While the agreement will obviously have a substantial impact on trade and investment flows between the two blocs, it also carries several regional and global implications.
First, the deal serves to defuse tension within the Mercosur, signaling its members’ willingness and ability to overhaul their trade integration. This should allow the four countries to move towards resolving outstanding issues in their relations so they can be more competitive and extend to each other the preferential treatment granted to the EU.
Second, it will make it easier for Mercosur to strike deals in its current negotiations with the European Free Trade Association (EFTA), Canada, Korea, Singapore, and other parties, boosting its agenda with new trade partners. It will also facilitate closer ties with the Pacific Alliance (Chile, Colombia, Peru, and Mexico).
Globally, the deal sends a positive message from both blocs, positioning them as leaders amid growing trade tensions and a complex international political economy that has affected exports from Mercosur countries and the rest of the region. The agreement is also a way to diversify trade ties that are decoupled from the political rollercoaster of the major powers.
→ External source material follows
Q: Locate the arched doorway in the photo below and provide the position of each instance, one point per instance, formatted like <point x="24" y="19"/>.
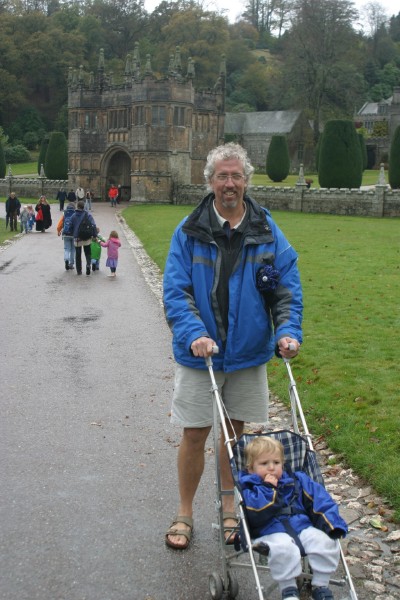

In this area, the agreement will offer significant advantages for exports from the four South American countries. The EU will slash tariffs to zero for 92% of imports from the Mercosur, and 85% of these imports will be liberalized the moment the deal goes into effect.
With the opening of the EU’s doors, Mercosur countries have a chance to increase existing exports and diversify with products not currently exported to Europe. Agricultural goods like certain soy derivatives, oils, fruits, juices, legumes, peanuts, tea and coffee, fishery products, beverages, and others are poised to gain sweeping and immediate access. Grapes, which currently have a 14.4% tariff, will be able to enter duty free.
Mercosur’s industrial sector is another winner, since 80% of its exports to the EU will immediately have zero tariffs, and within 10 years 100% will be exempt from duties. While Europe is a demanding market, Mercosur has niches that can be competitive and would benefit from this preferential treatment, like leather goods, designer apparel, or biotechnology.
The deal also presents other opportunities for Mercosur companies. For example, once the agreement takes effect, they can participate on equal footing as bidders in European Union tendering processes for both goods and professional services—a market worth nearly €3 trillion.
Upsurge in foreign direct investment
The deal should also lead to more European Union investment. The agreement affords legal certainty, enhances the business climate, and grants the European market special access, making Mercosur member countries more attractive as destinations for Foreign Direct Investment (FDI) and as links in regional and global value chains.
Experience shows that free-trade deals drive major increases in FDI for signatory countries. In Chile, for example, European investment grew six fold in 14 years.
The pact can also be expected to stimulate already competitive Mercosur exports of knowledge-based services. The EU is the world’s top services importer, but only $12.4 billion of the $800 billion in services it imports come from these four countries.
As for politics, the dialogue and cooperation mechanisms written into the agreement should help strengthen the alliance between the two blocks and bolster institutional structures in Mercosur countries.
Supporting the European Union and Mercosur agreement
The Inter-American Development Bank, and its Integration and Trade Sector in particular, has stood behind the negotiation process since day one. We will now focus on helping the four Southern Cone countries to fully profit from the deal.
This means spurring on the internationalization of Mercosur companies—starting with small and medium enterprises (SMEs)—by helping them innovate, bring on new technology, and meet international production standards.
These actions should be paired with investments to enhance companies’ efficiency. It will also be important to push for reforms to streamline foreign trade logistics, adopt the highest international standards for trade facilitation, boost regional trade promotion capabilities, and implement production transformation programs to help the most heavily impacted sectors transition.
The region should ramp up its efforts to lay the groundwork for Mercosur companies to be competitive enough to reap the full benefits of this agreement’s opportunities. Focusing exclusively on domestic or captive markets in the region is no longer an option.